Au-delà de l'objectif immédiat de sauver Swift, les responsables et des analystes extérieurs affirment que la mission servira de preuve de concept. Si Link parvient à entretenir et à rehausser avec succès un vaisseau vieillissant, la même approche pourrait à terme être appliquée à d'autres satellites — y compris des plateformes commerciales — qui manquent de carburant ou perdent de l'altitude. En ce sens, le sauvetage de Swift est à la fois une opération de récupération et un tremplin vers une nouvelle forme d'industrie de maintenance orbitale.
Pour l'instant, l'attention se porte sur les prochaines semaines, alors que Link grimpe vers sa cible. Le vol emporte les espoirs d'une communauté scientifique impatiente de prolonger une mission qui a déjà dépassé de nombreuses années sa durée de vie nominale — et ceux d'une agence qui parie 30 millions de dollars sur le fait qu'un télescope construit à une autre époque peut encore aider à répondre aux questions les plus retentissantes de l'univers.

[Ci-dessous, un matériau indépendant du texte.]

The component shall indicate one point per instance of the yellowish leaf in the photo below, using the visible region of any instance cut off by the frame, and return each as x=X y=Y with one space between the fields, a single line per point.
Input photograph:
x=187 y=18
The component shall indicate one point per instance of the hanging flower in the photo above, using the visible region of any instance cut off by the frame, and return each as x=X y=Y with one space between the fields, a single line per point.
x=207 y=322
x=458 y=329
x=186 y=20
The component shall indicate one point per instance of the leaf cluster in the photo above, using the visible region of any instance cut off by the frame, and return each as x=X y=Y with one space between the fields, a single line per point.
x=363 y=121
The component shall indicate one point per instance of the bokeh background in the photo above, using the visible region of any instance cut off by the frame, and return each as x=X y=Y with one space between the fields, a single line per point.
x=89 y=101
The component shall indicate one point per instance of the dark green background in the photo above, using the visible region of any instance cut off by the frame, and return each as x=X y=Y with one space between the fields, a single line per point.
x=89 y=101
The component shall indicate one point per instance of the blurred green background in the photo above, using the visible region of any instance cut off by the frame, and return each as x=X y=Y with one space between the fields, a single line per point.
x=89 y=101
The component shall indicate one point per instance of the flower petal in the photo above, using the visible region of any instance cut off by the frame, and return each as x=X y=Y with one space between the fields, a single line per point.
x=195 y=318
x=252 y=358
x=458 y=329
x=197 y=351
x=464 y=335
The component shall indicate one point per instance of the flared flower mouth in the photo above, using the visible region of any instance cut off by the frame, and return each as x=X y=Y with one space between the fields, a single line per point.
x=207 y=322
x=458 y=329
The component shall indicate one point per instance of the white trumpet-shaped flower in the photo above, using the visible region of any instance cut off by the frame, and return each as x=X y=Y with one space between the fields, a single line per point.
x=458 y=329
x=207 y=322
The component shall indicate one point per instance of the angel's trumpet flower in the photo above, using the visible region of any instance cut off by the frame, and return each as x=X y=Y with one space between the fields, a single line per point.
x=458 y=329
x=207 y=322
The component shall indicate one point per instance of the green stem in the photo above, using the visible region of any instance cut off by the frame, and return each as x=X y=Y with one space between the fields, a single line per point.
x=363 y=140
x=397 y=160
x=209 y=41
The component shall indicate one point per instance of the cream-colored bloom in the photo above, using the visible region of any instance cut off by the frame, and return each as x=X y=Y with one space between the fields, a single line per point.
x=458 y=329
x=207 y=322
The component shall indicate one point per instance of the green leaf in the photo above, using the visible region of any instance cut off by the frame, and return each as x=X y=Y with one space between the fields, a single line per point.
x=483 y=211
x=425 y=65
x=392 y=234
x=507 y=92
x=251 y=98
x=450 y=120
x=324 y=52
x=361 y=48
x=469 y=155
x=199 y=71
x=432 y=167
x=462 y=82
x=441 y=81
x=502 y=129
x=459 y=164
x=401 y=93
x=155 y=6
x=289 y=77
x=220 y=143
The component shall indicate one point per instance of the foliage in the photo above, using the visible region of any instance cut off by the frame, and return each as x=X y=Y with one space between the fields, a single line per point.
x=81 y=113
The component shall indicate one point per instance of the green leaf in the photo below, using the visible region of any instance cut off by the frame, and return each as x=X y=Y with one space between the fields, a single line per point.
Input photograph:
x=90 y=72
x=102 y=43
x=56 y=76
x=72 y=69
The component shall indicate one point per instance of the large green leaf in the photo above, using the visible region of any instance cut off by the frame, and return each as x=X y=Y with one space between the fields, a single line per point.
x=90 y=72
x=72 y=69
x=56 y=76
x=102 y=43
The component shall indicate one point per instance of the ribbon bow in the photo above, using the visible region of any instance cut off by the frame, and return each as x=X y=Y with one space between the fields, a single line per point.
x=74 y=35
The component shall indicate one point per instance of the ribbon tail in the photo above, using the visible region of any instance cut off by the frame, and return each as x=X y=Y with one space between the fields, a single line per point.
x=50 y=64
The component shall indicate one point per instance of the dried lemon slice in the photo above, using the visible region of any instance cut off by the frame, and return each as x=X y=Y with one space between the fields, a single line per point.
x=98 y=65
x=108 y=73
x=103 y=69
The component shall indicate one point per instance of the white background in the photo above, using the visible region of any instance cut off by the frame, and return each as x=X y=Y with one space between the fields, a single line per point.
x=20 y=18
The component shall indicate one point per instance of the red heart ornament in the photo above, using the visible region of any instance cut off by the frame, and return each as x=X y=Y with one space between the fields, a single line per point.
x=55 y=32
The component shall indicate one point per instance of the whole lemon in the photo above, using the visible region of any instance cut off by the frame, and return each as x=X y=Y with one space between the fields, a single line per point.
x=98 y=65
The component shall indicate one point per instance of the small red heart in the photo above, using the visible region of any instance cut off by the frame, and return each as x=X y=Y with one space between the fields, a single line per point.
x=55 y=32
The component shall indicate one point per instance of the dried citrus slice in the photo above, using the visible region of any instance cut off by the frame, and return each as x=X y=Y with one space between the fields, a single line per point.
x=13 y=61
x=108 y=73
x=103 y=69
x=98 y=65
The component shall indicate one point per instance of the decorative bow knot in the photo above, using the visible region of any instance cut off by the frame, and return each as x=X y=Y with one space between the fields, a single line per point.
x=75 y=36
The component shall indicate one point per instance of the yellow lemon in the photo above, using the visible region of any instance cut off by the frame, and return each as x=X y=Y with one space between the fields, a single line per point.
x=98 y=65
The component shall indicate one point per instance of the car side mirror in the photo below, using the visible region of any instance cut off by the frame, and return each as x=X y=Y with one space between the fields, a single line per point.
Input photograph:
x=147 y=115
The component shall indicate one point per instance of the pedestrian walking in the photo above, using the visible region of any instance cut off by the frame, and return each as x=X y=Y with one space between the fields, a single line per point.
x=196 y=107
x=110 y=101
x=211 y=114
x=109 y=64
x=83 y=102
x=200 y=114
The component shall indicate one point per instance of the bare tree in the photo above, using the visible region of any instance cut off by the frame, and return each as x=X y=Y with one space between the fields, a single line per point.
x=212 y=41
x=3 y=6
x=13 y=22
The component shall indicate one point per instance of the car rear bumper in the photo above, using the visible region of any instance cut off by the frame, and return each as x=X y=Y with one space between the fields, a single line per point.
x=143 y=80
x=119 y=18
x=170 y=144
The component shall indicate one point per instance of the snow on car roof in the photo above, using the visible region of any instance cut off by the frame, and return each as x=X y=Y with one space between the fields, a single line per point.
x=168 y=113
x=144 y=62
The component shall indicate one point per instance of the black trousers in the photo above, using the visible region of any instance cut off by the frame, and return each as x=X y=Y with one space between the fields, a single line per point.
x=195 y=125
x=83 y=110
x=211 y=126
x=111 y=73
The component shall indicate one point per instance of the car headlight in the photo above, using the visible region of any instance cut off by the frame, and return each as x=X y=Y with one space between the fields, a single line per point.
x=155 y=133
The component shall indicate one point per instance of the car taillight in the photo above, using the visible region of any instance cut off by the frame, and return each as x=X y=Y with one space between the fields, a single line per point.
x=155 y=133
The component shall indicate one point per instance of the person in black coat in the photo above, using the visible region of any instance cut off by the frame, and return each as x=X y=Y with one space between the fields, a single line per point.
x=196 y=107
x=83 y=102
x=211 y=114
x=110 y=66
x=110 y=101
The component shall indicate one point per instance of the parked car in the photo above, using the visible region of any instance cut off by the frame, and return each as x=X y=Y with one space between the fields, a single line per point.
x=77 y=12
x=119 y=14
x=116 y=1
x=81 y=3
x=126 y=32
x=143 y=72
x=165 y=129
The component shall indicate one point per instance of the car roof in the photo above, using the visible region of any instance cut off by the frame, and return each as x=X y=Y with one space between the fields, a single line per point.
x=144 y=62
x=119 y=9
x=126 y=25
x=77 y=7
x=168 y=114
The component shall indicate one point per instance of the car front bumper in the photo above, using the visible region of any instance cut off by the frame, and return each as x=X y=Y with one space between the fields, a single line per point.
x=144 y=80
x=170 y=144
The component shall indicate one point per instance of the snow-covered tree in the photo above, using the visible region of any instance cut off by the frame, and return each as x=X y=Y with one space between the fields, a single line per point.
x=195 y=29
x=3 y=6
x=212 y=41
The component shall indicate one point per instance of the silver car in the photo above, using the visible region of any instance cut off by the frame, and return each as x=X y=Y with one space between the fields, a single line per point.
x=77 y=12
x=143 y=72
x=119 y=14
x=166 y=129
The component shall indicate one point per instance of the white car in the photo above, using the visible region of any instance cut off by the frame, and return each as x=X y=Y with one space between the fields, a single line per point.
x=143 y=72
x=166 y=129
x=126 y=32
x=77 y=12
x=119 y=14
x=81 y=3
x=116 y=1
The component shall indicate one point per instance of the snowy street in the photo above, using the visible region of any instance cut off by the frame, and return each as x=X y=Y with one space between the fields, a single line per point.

La Nasa a confirmé le lancement dans un communiqué vendredi, avec une couverture assurée par dpa et d'autres agences. La mission, officiellement décrite comme une démonstration de maintenance satellite, devrait être suivie de près par des partenaires internationaux, compte tenu de ses implications pour l'avenir de la maintenance des satellites et de la gestion des débris orbitaux.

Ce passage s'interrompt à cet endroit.